*Almanya'ya göç eden işçi kadınlar (Kaynak: Ekmek ve Gül internet sitesi)
Fatma Aydemir Almanya'ya göç etmiş Türkiyeli bir ailenin Almanya'da doğmuş büyümüş bir üyesi. Almanya'nan Karlsruhe kentinde doğan Aydemir, Frankfurt'ta Alman Dili ve Edebiyatı üzerine üniversite eğitimi aldı. TAZ (Tageszeitung) Gazetesinin köşe yazarı olan Aydemir, gazetenin Türkçe yayın projesinin yürütücülerinden. Berlin'de yaşıyor. 2017'de yayınlanan ilk romanı "Ellbogen" (Dirsek) çeşitli ödüller kazandı. 2019'da Hengameh Yaghoobifarah ile birlikte derlediği Eure Heimat ist unser Albtraum (Sizin Memleketiniz Bizim Kâbusumuz) adlı antoloji yayınlandı. 2022 yılında ikinci romanı Dschinns (Cinler) yayınlandı. Kitap, "Robert Gernhardt Ödülü"ne layık görüldü.

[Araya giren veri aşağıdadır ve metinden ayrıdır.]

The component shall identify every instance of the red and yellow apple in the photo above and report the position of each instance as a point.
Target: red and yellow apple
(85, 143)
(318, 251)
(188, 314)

Fatma Aydemir, Almanya'da yaşayan göçmenlerin durumu kadar Türkiye"nin siyasi, ekonomik, toplumsal durumunu da takip ediyor. Yaşananlardan hem bir gazeteci hem de bir feminist olarak etkilendiğini söylüyor: "Türkiye'de baskıya uğrayan kadın ve kuirler ile dayanışma içinde olmam için Türkiyeli olmam gerekmiyor. Kürt siyasetçilere ve gazetecilere yönelik baskı çok endişelendirici. Azınlıklar bildim bileli zaten hep zor durumda. Otoriter rejimlerin her yerde güçlendiği bir zamana tanık oluyoruz. Yaptığım işlerle, elimden geldikçe bu sorunu işlemeye çalışıyorum."
Aydemir anlatılacak daha fazla göç hikayelerinin olduğunu düşünüyor: "Sadece politik anlamda radikal değil de sanatsal olarak da..."
*Fatma Aydemir (Fotograf: Sibylle Fendt)
Türkiye'den göç etmiş bir ailenin Almanya'da doğmuş bir üyesi olarak, göç olgusu sizin için ne ifade ediyor?
Kendim göç etmediğim halde, kendimi uzun zaman göçmen olarak tanımladım. Çünkü dışardan hep öyle algılandım. Büyüdüğüm kasabada olsun, okuduğum okullarda olsun... Tabii ırkçılıkla da karşılaşıyorum ama ırkçılıktan ziyade, insanın hiç farkında olmadan içine işleyen şey, ötekileştirilme aslında: İşte "esmersin", "göze batıyorsun", "adın değişik", "neden acaba?". "Çünkü Alman değilsin. Peki, Alman değilsen, nesin?". "Göçmenim" deyip geçiyorum işte. Kolay bir cevap ama tabi ki yalan! Sınıfsal olarak bir Afgan göçmenle hiç alakam yok, yasal olarak zaten Alman vatandaşıyım. Yani ister istemez göç konusuyla hayatım boyunca ilgilendim. Hem gazetede yayınladığım köşe yazımda hem yazdığım romanlarda göç olgusunun hayatlarımızda bıraktığı izleri inceliyorum.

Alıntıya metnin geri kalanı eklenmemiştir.